Table 2 Response to asciminib subanalysis regarding baseline response.
Full size table

In patients without the respective responses at baseline, cumulative rates of CCyR and MMR were 48% (8/17) and 33% (8/24), respectively. Probabilities to obtain CCyR and MMR in resistant and intolerant patients were 33% (3/9) vs 62% (5/8) and 11% (1/9) vs 47% (7/15), respectively.

Amid the 11 patients previously treated with ponatinib, 3 patients (27%) showed improvement of response achieving at least MMR. Two were in TKI-intolerant group and one in the TKI-resistant group.

Regarding the 12 patients with BCR-ABL1 baseline mutations, 4 patients (44%) improved baseline response: 2 patients (carrying M344I and E255V mutations reached CCyR and 2 patients improved their responses to MMR (both carrying exon 7 deletion). The patient with T315I mutation suffered eventually from CHR loss after 3 months and asciminib was interrupted due to progression. With a median follow-up of 10.2 months, the estimated FFS, PFS, and OS were 87%, 94%, and 94%, respectively.

We analyzed the factors associated with the response to asciminib, identifying the achievement of CCyR with prior TKI treatment as the only predictive factor (OR 10.5; 95% CI: 1.02–108.6).

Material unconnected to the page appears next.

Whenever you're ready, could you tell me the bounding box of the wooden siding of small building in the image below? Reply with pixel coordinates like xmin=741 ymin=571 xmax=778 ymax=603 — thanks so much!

To our knowledge, the present study is the first to describe the results of asciminib treatment in CML patients managed in clinical practice under a compassionate access program. It is important to highlight the differences between our study population and that of the previously published paper from the phase I clinical trials with asciminib12. In the phase I trial, patients could receive asciminib after failing at least two TKIs, while in the present study patients did not have any alternative effective treatment. Taking into consideration that the majority of patients in our study were classified as intolerant to previous TKIs, the population should be considered as at special high risk of suffering side effects. Our data confirmed the good safety profile of asciminib in a heavily treated real-world population. No patients discontinued asciminib due to side effects, which is in line with previous asciminib studies (with shorter follow-up) that showed probabilities of treatment discontinuations due to side effects to be less than 10%11. This information contrast with data from 2GTKI studies in which probabilities to discontinue treatment due to side effects are higher6. Besides good data regarding asciminib tolerability, our study suggests how patients that suffer from pancreatitis or hematological toxicities with previous TKIs are at risk of suffering same side effects with asciminib.

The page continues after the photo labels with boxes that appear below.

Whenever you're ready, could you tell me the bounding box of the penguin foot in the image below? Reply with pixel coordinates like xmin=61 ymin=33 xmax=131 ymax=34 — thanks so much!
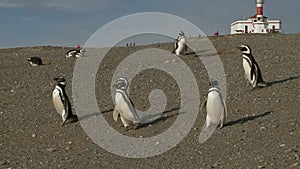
xmin=61 ymin=115 xmax=78 ymax=126
xmin=257 ymin=82 xmax=269 ymax=87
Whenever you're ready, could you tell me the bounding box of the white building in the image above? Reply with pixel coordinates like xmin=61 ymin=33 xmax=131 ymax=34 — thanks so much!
xmin=231 ymin=0 xmax=281 ymax=34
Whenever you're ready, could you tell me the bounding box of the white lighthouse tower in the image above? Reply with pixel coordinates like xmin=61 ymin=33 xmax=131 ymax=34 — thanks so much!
xmin=231 ymin=0 xmax=281 ymax=34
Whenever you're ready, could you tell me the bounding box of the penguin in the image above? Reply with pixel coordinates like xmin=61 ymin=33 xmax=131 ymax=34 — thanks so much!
xmin=113 ymin=77 xmax=141 ymax=128
xmin=238 ymin=45 xmax=268 ymax=89
xmin=200 ymin=80 xmax=227 ymax=128
xmin=52 ymin=76 xmax=78 ymax=125
xmin=66 ymin=48 xmax=85 ymax=58
xmin=27 ymin=56 xmax=43 ymax=66
xmin=172 ymin=31 xmax=187 ymax=55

Regarding efficacy, overall responses to asciminib were similar to the ones in phase 1 trial, with 61% of patients achieving or maintaining CCyR. Despite adequate overall responses, it is important to mention that probabilities to achieve CCyR in resistant patients without CCyR at baseline was 33% (3/9), which is significantly lower compared to results observed in phase I trial. One explanation could be the more pretreated population in our study; however, ongoing studies will clarify probabilities of achieving optimal responses in patients without baseline responses.

Our study included 30% of patients that had received ponatinib prior to asciminib. As expected, only 3/9 patients show improved responses, with 2 of these patients corresponding to the intolerance group. The phase I study also included 30% of patients previously treated with ponatinib, nevertheless, treatment responses according to previous ponatinib exposure were not reported to date. We believe that further asciminib studies should describe asciminib activity in ponatinib-resistant patients in order to clarify best treatment alternatives in 2GTKI-resistant patients14.

In conclusion, the results presented, in line with data from the phase 1 study, show asciminib as a safe and efficacious drug for CML patients without treatment alternatives in common clinical practice. Further ongoing studies will provide information related the type of patients that would benefit the most from this new treatment approach.